Exilé sur le sol au milieu des huées, / Ses ailes de géant l’empêchent de marcher » (Baudelaire5).
Les autres éternellement sur nous, j’étouffe ! (Claudel6.)
Mais, en réalité, « […] nous faisons beaucoup d’anacoluthes sans le savoir […] » (Suhamy), à l’oral comme à l’écrit. On en trouve dans nos dictons (L’appétit vient en mangeant), dans nos comptines (Prête-moi ta plume pour écrire un mot7) et autres chansons (Moi, mes souliers ont beaucoup voyagé8), dans la presse, bien sûr :
Moteurs de voitures, canapés, sommiers, les gens se débarrassent de ce qui les gêne (Le Parisien, 3 juin 19949).
Né à Créteil, en 1955, d’une mère caissière, puis institutrice, et d’un père chauffeur de maître, sa jeunesse de banlieusard rebelle tendance petite frappe, passionné de rock, aurait pu faire de lui un loubard sans son amour précoce des livres (Le Monde des livres, 12 octobre 202510).
ou encore dans des livres sans recherche formelle particulière :
Arbitre du goût, il n’y a sans doute que Paris pour lui permettre de trouver sa place […] (où le sujet est la Parisienne au xviie siècle — Sabine Melchior-Bonnet11).
Molinié note qu’il existe « une contradiction entre l’idée d’une transgression de la norme et celle d’ériger en figure ce qui d’autre part est considéré comme faute ». Ce qu’on admire chez nos grands auteurs, pourquoi faudrait-il se l’interdire absolument ?
Comment trancher ?
La question que doit se poser le correcteur face à une anacoluthe est plutôt celle de son acceptabilité, le critère principal étant celui de la difficulté d’interprétation.
Le correcteur intervient à la frontière « très ténue […] entre l’erreur de syntaxe involontaire, l’emploi volontaire mais maladroit de la rupture syntaxique et, enfin, le choix délibéré de l’anacoluthe comme figure de style […] » (Wikipédia).

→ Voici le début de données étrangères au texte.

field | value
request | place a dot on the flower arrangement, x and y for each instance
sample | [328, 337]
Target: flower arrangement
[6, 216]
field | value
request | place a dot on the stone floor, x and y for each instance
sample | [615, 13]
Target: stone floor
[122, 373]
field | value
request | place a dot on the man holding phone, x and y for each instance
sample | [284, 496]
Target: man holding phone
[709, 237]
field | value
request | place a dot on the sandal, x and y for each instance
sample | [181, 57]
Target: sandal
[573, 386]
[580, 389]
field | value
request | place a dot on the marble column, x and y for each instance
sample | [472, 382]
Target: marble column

Nombre d’anacoluthes passent inaperçues ou sont bien tolérées : « […] quand le contexte permet de lever toute équivoque, on fait bien souvent peu de cas de phrases qui devraient pourtant être considérées comme mal construites selon la règle » (OQLF).

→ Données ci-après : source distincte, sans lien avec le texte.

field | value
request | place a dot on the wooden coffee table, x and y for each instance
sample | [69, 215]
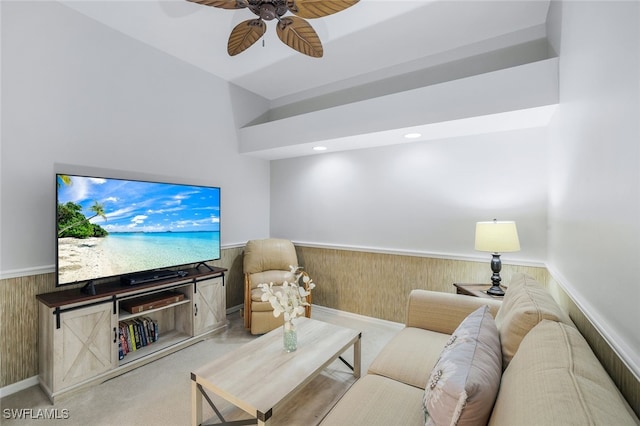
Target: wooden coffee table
[260, 376]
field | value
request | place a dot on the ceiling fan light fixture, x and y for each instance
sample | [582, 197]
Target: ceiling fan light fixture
[294, 31]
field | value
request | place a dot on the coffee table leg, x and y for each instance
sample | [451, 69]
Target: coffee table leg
[357, 357]
[196, 404]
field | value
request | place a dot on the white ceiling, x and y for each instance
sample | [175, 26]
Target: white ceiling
[379, 42]
[374, 36]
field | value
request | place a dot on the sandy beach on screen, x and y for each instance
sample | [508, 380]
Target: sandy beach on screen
[82, 259]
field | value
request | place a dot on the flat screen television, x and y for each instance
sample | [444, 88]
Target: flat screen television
[109, 227]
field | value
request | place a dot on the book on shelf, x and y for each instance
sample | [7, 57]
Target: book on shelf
[157, 300]
[136, 333]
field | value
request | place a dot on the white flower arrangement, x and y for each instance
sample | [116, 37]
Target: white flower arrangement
[289, 300]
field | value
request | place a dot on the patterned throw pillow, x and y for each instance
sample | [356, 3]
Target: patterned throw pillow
[463, 385]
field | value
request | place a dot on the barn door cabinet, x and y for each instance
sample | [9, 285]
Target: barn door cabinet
[87, 339]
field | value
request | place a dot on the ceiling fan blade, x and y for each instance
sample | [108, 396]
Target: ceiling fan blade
[244, 35]
[299, 35]
[318, 8]
[223, 4]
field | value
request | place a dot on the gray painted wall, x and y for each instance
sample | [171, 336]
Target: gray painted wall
[594, 151]
[79, 97]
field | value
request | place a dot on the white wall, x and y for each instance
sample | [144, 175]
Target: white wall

Quand un académicien célèbre comme Jean d’Ormesson écrit :
« En ouvrant mes volets ce matin-là, un grand bonheur m’envahit »,
on voit bien que la cohérence sémantique (assurée par l’adjectif possessif mes et le pronom personnel me, qui se répondent d’une proposition à l’autre12) compense l’incohérence syntaxique.
Comme le résume Dufays, « l’anacoluthe n’a besoin pour devenir légitime que d’apparaître sous la plume d’un écrivain ; écrivez une erreur, signez d’Ormesson, et il n’y a plus d’erreur ».
Pour moi, un correcteur gêné par une anacoluthe — surtout s’il travaille dans le domaine littéraire — doit s’efforcer de proposer une reformulation stylistiquement équivalente. Alourdir un énoncé pour éviter à tout prix une anacoluthe, c’est remplacer une faute par une autre.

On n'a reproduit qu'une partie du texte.